La première fois que j'ai vu ce film ça devait être à l'époque où je louais des VHS à ma bibliothèque municipale, donc il y a plus de 10 ans. Ça reste une époque où à cette même bibliothèque j'ai pu découvrir des monolithes tels que, par exemple, Underground d'Emir Kusturica, L'anguille de Shohei Imamura et Le goût de la cerise d'Abbas Kiarostami (tiens tiens, 3 Palme d'Or des années 90), tous en VHS doublés en français (sauf le Kiarostami qui était sous-titré si ma mémoire d'éléphant ne me trompe pas).
Avant de le revoir, je me rappelais de quelques bribes, surtout cette scène d'une magnifique mélancolie où jouais "Creep" de Radiohead (c'est probablement ce film qui m'a fait découvrir le désormais célèbre groupe britannique). Sinon, toujours dans mes souvenirs, c'était un peu lent et que le doublage ne semblait pas foireux. C'était doublé par des vietnamiens francophones me semble-t-il (ou des français prenant l'accent asiatique?).
Maintenant, je le revois en format numérique en version originale sous-titré en anglais à un âge où je suis moins impressionnable et où mes goûts sont à la fois hétéroclites et définis. Ce que je redécouvre est un bien jolie film, malgré des séquences pour le moins glauques. Si au départ on a un récit classique de gens socialement vulnérables essayant de survivre dans la rue avec les aléas d'activités criminelles qui pourraient tomber dans la naturalisme, l'intérêt du cinéaste fini par se voir dans une suite de scènes impressionnistes où le sensuel et le contemplatif remporte sur le factuel.
Que ça fait du bien d'entendre un travail sonore aussi calme où l'on peut passer d'ambiance urbaine à une ambiance qui se rapproche de la jungle. Pour quelqu'un qui a déjà passé des nuits blanches pour entendre le premier chant des oiseaux aux petites heures du matin, je ne suis aucunement insensible à ce type de détail quand j'écoute un film. D'autant plus que le calme sonore ne fait que rendre les moments de violences beaucoup plus senties.

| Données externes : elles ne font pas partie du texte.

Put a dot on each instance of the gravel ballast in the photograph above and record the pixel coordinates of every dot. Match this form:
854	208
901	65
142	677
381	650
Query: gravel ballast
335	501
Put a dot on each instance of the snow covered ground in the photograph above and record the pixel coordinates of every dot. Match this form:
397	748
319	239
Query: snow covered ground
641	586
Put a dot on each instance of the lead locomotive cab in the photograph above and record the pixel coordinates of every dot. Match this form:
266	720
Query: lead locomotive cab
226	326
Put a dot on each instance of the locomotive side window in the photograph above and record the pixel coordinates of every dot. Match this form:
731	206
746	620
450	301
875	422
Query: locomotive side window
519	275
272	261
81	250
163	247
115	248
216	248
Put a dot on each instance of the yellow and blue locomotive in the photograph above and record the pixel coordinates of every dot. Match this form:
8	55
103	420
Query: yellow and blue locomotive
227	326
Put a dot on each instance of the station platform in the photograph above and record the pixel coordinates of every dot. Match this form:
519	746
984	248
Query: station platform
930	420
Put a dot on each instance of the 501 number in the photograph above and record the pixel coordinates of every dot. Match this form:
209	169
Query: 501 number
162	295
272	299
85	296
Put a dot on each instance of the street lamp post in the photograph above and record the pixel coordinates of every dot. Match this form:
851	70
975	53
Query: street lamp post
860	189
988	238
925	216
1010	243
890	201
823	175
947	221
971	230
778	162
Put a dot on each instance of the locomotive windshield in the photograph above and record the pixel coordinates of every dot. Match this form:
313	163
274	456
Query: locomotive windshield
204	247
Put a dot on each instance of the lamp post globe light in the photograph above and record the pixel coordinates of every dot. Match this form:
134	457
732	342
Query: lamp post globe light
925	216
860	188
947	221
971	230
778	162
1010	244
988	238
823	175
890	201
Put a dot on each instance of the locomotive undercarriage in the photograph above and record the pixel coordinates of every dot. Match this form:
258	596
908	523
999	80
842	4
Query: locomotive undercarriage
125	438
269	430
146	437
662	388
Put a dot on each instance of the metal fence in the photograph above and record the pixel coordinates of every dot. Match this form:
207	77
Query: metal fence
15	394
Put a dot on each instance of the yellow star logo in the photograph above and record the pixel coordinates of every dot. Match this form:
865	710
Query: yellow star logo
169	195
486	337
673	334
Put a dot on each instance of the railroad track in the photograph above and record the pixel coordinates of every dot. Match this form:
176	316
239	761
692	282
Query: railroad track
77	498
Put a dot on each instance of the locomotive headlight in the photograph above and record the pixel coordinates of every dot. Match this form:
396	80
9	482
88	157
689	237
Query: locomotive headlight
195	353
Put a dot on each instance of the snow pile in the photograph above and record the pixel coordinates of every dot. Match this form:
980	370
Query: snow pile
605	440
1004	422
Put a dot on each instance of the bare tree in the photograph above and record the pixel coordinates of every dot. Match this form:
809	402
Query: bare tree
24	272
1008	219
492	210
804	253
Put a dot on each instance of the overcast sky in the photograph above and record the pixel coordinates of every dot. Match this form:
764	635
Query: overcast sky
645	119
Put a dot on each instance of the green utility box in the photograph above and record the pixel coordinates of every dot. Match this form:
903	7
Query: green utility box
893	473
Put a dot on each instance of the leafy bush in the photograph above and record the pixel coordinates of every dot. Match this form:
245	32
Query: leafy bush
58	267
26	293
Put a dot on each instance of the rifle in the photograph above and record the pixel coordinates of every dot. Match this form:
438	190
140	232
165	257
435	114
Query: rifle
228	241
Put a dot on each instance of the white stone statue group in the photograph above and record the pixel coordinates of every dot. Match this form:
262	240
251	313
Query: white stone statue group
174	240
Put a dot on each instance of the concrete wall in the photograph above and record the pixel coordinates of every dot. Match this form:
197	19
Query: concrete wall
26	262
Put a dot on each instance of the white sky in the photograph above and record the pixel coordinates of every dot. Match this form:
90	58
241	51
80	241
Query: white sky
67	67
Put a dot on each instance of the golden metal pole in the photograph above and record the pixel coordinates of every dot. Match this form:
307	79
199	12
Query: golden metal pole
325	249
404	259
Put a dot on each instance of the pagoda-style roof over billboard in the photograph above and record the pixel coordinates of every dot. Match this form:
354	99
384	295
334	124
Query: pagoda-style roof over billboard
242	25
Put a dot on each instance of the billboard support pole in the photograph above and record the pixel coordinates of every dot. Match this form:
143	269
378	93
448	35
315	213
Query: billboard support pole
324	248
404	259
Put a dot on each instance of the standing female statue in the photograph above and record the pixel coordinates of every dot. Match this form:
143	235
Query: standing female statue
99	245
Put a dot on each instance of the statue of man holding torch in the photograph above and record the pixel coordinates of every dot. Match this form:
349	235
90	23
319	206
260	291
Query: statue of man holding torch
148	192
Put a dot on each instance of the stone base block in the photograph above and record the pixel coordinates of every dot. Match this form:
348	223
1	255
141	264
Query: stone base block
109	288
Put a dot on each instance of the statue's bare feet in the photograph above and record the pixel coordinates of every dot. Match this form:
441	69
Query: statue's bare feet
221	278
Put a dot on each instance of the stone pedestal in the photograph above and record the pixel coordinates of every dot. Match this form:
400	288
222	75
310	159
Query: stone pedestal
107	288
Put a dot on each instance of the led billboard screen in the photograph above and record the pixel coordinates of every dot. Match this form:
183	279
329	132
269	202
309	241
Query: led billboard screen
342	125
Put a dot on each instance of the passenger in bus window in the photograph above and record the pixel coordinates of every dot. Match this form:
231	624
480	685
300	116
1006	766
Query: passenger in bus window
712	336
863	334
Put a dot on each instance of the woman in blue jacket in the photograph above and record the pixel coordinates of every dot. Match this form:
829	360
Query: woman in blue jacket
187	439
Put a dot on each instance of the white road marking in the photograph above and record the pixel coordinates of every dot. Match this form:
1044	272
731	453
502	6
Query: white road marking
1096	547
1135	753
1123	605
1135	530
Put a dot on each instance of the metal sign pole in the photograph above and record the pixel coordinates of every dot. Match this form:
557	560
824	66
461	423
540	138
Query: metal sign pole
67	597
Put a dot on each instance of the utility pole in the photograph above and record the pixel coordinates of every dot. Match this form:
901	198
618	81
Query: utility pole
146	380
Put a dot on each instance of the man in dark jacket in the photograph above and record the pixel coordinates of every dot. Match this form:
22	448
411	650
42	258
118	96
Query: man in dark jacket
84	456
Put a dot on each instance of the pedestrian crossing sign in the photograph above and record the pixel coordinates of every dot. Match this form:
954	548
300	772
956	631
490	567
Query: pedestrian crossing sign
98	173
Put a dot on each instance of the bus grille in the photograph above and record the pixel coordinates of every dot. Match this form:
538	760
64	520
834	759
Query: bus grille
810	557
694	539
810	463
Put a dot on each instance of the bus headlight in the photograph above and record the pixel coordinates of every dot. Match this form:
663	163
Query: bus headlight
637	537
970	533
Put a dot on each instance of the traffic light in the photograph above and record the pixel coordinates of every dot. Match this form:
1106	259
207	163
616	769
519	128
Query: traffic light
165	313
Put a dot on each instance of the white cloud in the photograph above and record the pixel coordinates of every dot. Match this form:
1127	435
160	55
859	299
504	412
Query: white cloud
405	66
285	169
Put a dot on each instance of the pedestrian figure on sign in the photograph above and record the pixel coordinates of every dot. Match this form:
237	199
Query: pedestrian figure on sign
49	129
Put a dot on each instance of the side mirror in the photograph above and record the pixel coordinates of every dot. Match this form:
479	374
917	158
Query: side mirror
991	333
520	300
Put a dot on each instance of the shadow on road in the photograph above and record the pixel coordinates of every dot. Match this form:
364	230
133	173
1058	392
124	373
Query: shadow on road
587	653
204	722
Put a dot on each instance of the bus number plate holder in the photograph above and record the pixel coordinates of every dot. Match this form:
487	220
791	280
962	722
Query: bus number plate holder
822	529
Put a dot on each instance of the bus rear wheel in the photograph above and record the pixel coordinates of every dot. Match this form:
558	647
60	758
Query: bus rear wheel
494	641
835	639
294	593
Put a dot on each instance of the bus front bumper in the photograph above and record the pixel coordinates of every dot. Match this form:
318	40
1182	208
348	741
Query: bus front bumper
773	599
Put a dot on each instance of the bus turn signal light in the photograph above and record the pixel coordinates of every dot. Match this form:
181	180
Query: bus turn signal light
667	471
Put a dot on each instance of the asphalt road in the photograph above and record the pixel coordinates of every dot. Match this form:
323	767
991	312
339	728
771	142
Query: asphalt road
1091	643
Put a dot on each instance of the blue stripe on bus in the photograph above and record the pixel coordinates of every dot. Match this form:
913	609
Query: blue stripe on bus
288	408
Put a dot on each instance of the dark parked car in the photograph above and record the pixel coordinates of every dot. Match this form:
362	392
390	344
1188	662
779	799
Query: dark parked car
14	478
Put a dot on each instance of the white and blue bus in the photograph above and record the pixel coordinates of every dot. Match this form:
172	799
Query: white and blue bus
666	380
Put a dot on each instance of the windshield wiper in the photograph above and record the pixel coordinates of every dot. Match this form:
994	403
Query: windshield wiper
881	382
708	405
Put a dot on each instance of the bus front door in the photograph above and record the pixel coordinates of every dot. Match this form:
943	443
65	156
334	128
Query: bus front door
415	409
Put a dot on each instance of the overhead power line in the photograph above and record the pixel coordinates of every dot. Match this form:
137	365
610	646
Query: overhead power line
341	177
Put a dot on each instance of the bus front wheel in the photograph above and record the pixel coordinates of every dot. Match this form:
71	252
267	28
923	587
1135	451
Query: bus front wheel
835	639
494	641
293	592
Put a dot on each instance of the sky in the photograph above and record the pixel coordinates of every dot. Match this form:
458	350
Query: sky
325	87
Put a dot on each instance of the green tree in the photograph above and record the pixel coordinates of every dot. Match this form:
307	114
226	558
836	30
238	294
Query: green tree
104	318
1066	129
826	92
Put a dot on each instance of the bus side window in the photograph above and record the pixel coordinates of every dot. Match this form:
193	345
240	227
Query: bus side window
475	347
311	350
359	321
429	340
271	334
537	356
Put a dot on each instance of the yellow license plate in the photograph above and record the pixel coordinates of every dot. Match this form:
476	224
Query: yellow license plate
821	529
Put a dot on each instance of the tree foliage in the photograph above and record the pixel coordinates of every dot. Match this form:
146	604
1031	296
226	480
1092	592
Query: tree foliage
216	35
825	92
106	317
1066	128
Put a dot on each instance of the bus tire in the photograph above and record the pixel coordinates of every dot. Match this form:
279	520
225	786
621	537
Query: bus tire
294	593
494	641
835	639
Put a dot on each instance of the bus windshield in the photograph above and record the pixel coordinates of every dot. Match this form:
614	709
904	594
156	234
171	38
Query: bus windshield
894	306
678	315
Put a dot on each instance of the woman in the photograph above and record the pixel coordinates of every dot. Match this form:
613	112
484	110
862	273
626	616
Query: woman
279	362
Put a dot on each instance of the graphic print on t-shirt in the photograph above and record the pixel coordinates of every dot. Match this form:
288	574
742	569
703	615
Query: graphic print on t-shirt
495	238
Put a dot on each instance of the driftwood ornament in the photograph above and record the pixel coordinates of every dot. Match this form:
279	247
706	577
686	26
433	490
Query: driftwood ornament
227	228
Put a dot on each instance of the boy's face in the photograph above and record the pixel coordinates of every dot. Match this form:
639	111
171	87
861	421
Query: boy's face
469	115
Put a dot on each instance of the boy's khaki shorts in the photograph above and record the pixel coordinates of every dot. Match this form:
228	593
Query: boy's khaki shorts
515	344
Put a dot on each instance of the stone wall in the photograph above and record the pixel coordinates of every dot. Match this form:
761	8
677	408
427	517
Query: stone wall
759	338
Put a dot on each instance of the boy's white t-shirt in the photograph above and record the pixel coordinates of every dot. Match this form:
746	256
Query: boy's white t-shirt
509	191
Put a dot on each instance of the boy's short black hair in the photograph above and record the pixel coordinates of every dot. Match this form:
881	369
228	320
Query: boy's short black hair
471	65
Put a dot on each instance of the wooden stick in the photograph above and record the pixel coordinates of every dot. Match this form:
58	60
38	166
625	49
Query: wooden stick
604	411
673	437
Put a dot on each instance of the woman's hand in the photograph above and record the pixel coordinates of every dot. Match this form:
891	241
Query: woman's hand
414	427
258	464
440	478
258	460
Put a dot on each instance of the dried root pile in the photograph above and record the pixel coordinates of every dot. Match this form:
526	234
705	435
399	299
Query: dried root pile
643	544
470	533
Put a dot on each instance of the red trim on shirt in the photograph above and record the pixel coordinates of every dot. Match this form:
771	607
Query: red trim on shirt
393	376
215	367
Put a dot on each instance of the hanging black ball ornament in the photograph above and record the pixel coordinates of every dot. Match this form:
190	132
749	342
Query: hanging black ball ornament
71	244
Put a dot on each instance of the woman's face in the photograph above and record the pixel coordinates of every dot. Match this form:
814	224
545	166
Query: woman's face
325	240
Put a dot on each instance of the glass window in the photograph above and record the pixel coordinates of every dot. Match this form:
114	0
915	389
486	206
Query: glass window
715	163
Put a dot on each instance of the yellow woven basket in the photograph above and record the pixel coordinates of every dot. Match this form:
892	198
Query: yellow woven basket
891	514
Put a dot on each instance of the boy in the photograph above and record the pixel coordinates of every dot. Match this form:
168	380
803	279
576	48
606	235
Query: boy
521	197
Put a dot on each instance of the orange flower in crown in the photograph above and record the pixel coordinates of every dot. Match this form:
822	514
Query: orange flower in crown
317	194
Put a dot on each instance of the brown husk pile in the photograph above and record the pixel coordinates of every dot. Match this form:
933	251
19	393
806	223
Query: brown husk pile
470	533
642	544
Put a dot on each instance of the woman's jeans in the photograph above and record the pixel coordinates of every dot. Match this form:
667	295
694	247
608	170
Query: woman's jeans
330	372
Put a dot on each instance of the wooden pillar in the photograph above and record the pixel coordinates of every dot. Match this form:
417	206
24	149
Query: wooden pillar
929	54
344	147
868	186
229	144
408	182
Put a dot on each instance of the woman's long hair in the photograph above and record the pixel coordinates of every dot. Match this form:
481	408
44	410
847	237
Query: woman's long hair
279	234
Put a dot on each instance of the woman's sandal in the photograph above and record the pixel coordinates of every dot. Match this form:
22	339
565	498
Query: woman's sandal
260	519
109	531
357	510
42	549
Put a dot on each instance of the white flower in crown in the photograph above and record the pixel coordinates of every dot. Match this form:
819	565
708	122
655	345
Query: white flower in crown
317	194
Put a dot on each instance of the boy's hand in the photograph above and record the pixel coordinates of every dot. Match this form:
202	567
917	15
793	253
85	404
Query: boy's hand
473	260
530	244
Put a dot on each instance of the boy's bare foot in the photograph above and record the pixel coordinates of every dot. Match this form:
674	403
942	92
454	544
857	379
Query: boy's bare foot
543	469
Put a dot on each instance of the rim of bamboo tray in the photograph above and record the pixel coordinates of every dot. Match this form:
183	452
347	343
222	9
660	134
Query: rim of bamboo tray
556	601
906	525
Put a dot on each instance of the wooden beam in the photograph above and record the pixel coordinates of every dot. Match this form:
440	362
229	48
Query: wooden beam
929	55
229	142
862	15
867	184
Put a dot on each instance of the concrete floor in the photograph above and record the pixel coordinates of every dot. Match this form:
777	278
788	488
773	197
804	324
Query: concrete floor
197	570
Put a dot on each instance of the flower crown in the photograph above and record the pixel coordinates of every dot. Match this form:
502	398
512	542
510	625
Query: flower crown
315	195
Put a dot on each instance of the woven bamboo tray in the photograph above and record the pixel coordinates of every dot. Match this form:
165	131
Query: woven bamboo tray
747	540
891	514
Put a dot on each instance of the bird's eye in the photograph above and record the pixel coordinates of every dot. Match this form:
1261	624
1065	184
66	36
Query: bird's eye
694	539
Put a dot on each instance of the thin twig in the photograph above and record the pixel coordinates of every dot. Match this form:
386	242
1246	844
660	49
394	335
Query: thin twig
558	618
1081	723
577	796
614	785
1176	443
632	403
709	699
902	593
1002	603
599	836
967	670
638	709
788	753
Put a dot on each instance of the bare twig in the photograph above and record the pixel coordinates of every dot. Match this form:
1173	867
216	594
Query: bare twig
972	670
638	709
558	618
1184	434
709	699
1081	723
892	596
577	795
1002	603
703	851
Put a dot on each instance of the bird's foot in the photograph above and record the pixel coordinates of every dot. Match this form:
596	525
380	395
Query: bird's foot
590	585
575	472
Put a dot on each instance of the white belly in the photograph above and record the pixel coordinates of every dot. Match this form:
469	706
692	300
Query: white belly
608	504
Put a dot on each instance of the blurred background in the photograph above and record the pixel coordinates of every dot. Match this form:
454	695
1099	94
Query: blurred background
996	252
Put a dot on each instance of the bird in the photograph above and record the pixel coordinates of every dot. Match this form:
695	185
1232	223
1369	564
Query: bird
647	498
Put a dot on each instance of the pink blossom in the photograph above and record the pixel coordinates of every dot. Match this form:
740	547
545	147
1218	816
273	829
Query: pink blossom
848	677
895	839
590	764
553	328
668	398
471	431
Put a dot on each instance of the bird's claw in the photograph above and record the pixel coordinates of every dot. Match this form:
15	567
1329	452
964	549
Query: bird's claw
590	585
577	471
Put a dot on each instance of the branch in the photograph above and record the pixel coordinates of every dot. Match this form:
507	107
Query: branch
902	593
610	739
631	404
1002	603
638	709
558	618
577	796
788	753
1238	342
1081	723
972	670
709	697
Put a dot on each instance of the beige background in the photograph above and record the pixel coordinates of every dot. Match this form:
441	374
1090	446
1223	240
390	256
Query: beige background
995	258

Visuellement, c'est très expressif sans être maniéré et ça apporte beaucoup de beau moments lyriques et sensuels, avec un rythme posé comme je les aime. On est à la fois entre le traitement dit naturaliste de la caméra à l'épaule et des plans un peu plus esthétisant, mais qui étrangement n'entre pas en dichotomie, c'est même harmonieux je trouve. On joue beaucoup avec la matière/texture que ce soit avec de l'eau, la peinture, la terre, la peau, les cheveux, le feu et j'en passe. Même si ce n'est pas un détail dominant, ça fait du bien aussi de voir des personnages cuisiner. De plus, je suis content de voir un film qui n'est ni amorphe ni stérile dans sa présentation de la vie urbaine. Ce qui le rend tout vivant, presque tactile.
Si visuellement c'est expressif sans être maniéré, il en va un peu de même pour les personnages/sujets (j'aime bien utiliser des expressions de peintres) où de par leur présence ils deviennent beaux. Mis à part le rôle cliché de Tony Leung Chiu-wai, le bandit/proxénète au coeur sensible (mais l'acteur confirmé qu'il est, fini par me convaincre), les deux protagonistes, Le Van Loc et surtout Tran Nu Yên-Khê, sont beau à suivre, même dans leurs déboires interlopes. Concernant ladite scène de "Creep", l'impact est resté sensiblement le même, ça m'a probablement beaucoup plus ému maintenant. Comment dire... Faut voir ces regards! Pas besoins de mots, tout y est communiqué par les regards: le désir, le regret, l'envie, la tristesse et j'en passe. Ce qui me fait penser que même sans sous-titres (voir complètement muet), c'est un film que l'on peut aisément suivre. Après, si je dois trouver un petit défaut, j'aurais bien voulu voir un peu plus de développement chez certains personnages secondaires, mais vu la sensualité de la forme je pardonne aisément ce manque scénaristique.
Après tout, c'est une joie particulière de redécouvrir un film que je ne soupçonnais pas de l'adorer autant. Parce que, pour être honnête, je n'ai pas peur de réécouter des films, mais je remarque souvent que je réécoute des films médiocres, sans doute pour le plaisir morbide de la chose ou par masochisme inoffensif ou encore simplement pour passer le temps. Quoiqu'il en soit, si les plus récents films de Tran Anh Hung ne m'intéressent plus ou moins, je dois avouer que le titre de son premier film, L'odeur de la papaye verte, interpèle beaucoup l'épicurien en moi. Ce sera un rendez-vous qui, j'espère, ne saura tarder!